Na esteira do massacre que matou cerca de 1 milhão de ruandeses em 1994, pôs outros 2 milhões no exílio e reduziu a população masculina a 30%, as mulheres de Ruanda romperam as amarras do patriarcalismo, da representatividade política nula e da submissão econômica para reconstruir o país.
Ruanda é hoje o líder mundial de promoção da igualdade de gênero: dados da Inter-Parliamentary Union em 2019 mostram que elas ocupam 61,3% dos assentos no parlamento (no Brasil, seguimos empacadas em 15%) e atingiram paridade nos gabinetes do Executivo, onde elas são 50%.
Enquanto Ruanda ainda limpava o sangue dos Tutsi, as mulheres entenderam que era hora de cumprir as funções até ali reservadas aos membros masculinos da sociedade. Reunidas em grupos de pressão, as viúvas brigaram primeiro pelo direito à propriedade da terra nesse país que tem uma densidade populacional média de 300 pessoas por km² e 91% da população dependente da agricultura para subsistência.

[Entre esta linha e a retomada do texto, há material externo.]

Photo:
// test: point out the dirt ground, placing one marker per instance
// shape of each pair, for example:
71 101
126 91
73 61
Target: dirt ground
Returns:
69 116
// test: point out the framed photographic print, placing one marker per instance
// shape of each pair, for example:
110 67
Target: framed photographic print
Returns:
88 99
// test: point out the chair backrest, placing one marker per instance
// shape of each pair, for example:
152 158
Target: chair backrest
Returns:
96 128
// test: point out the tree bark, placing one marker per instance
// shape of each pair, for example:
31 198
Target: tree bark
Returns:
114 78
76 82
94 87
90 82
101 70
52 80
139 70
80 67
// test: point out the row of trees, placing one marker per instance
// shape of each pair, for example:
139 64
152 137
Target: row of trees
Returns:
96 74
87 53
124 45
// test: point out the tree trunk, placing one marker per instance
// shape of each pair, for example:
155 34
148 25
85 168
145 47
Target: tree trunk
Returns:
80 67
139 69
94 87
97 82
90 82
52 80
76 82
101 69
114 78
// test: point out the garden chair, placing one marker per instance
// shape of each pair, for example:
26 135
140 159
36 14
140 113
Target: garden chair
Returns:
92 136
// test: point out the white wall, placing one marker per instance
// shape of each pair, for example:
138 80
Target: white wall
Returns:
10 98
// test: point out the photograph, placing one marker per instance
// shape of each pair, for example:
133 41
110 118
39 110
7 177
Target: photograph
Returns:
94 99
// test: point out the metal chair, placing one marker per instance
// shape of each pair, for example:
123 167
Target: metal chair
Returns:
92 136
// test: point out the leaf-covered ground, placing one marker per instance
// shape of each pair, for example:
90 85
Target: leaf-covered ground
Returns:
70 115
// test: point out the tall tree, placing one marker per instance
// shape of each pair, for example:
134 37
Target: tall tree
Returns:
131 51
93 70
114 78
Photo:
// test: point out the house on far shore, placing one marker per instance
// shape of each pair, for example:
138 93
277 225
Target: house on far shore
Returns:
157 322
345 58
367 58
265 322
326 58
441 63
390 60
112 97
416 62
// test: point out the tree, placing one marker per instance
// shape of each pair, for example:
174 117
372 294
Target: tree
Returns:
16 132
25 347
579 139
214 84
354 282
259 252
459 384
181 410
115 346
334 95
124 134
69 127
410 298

Com isso, inauguraram uma legislação ambiental ecofeminista: em Ruanda, somente os integrantes masculinos da família podiam ficar a cargo da terra. Hoje, as solteiras têm 24% de toda a terra contra 14% dos solteiros (os casais têm 58,3%).
E mulheres no controle da terra faz todo sentido. As evidências coletadas pela Organização para a Alimentação e Agricultura das Nações Unidas (FAO) mostram que a garantia da posse da terra para mulheres está associada a níveis mais elevados de investimento e produtividade na agricultura, maior renda e bem-estar social. Isso inclui maior poder de barganha nos níveis familiar e comunitário, melhor nutrição infantil e níveis mais baixos de violência de gênero.
De acordo com a ONU Mulheres, menos de 20% dos donos de terras no mundo são mulheres. Inversamente, afirma a UN WomenWatch, as agricultoras respondem por 45-80% da produção de alimentos nos países em desenvolvimento (o percentual varia por região).
Desde o início dos anos 2000, Ruanda testemunhou boom econômico e alta no padrão de vida dos ruandeses. Em 2019, a agricultura representava 29% da economia, com o café e o chá liderando a produção.
Mais: ao adotar uma jurisprudência feminista e colocar as mulheres no controle da terra, o país escreve lição sobre sustentabilidade em um momento crítico para o meio ambiente. Pesquisa feita em uma área piloto detectou que as mulheres dobraram os investimentos na preservação do solo, e que elas iniciam ou mantêm investimentos em diques, terraços e barragens mais frequentemente que os homens.
No Brasil, onde a estrutura de propriedade da terra segue intacta há 500 anos e 1% dos proprietários controlam 45% do nosso solo (e seus recursos), a reforma agrária já tarda. Mas, quando vier, que se espelhe no exemplo das mulheres de Ruanda.